The Honda Jazz is a cheap family car that’s a bit different from the others. It is notably more compact on the outside, measuring just over four metres long. However, brilliant packaging makes it extremely roomy on the inside, with a particularly commodious rear seat that has acres of space even for adults. You can also fold the seat bases upwards and create an innovative extra-tall load space, thanks to standard Honda Magic Seats. The latest Jazz comes with fuel-saving e:HEV hybrid engine tech, allowing plenty of engine-off pure electric motoring. Quality has been given a real lift, with a premium feel inside. Reliability should be perfect and prices start from just over £20,000.

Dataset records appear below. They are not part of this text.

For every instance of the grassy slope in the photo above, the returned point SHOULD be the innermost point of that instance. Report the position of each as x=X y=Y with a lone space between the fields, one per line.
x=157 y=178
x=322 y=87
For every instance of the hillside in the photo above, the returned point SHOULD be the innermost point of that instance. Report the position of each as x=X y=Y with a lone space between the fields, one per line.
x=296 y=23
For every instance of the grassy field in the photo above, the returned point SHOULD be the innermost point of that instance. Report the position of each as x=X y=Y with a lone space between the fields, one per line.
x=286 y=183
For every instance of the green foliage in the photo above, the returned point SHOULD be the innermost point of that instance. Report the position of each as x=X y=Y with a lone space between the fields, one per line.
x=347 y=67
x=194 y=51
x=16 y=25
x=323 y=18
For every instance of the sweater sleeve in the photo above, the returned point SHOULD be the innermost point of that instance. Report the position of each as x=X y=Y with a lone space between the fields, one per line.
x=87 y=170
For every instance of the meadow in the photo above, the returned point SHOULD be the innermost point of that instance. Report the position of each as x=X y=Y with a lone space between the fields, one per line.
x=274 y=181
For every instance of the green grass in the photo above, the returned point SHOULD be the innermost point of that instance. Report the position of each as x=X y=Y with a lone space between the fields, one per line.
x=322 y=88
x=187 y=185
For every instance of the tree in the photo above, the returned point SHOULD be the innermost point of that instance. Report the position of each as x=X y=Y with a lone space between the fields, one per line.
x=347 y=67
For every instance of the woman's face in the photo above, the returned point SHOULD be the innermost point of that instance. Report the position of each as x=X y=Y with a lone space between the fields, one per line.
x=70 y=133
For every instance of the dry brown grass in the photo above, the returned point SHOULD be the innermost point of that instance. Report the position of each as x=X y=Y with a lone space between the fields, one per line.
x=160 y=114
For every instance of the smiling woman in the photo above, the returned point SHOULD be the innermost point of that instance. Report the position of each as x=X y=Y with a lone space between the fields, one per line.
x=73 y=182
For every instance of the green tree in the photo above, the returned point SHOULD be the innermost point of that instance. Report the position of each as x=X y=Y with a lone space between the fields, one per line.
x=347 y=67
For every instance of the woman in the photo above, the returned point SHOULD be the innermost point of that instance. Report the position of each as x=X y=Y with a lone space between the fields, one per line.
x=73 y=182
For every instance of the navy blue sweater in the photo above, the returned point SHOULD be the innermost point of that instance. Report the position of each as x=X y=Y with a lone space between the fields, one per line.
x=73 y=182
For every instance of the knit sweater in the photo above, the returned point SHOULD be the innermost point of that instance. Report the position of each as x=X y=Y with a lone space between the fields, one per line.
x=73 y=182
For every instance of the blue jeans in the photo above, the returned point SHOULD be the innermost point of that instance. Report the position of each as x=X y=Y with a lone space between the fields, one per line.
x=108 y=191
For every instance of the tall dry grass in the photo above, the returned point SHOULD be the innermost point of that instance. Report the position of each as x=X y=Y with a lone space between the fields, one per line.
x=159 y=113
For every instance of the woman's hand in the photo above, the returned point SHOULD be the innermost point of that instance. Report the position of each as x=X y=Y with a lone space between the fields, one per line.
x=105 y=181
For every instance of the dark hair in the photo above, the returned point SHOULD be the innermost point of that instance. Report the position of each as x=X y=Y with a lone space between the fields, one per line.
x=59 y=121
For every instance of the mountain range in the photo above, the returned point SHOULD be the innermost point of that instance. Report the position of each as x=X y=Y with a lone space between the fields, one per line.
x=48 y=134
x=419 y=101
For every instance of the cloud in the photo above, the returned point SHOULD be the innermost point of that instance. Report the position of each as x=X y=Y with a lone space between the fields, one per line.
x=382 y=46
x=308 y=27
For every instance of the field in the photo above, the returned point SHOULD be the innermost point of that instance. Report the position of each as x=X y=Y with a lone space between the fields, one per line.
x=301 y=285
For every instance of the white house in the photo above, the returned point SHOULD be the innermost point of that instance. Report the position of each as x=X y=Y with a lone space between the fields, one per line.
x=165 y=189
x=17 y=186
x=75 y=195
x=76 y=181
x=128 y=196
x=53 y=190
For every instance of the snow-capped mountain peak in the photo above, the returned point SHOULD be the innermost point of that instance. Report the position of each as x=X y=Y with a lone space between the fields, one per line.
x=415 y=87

The versatile Dacia Jogger leads the race in terms of the best boot space. With the third row of seats in place, it has 160 litres for luggage. But fold them away and you can have almost 700 litres of boot space in five-seat mode. That’s better than almost every large estate car on sale. The third-row seats can be removed completely, too – if you do this and also fold away the middle row, the Jogger provides more than 2,000 litres of boot space.
These family-friendly cars may be cheap, but they’re not mean when it comes to interior space. All of the cars listed in our guide have ample room for rear-seat passengers and generally have commodious boots as well. With many of them, fold the rear seats and they become almost van-like. Even the compact Honda Jazz has plenty of space in the back, thanks to its ingenious packaging and clever engine tech.
Don’t think you need to compromise on reliability by choosing a cheap family car. Indeed, the simpler nature of these vehicles means they could actually prove less problematic than more expensive motors. Many brands reassure owners of their cars’ reliability by providing long, multi-year warranties: five years and unlimited miles for Hyundai, for example, or seven years and 80,000 miles for MG. Kia stretches to seven years and 100,000 miles, while SsangYong extends this further to 150,000 miles.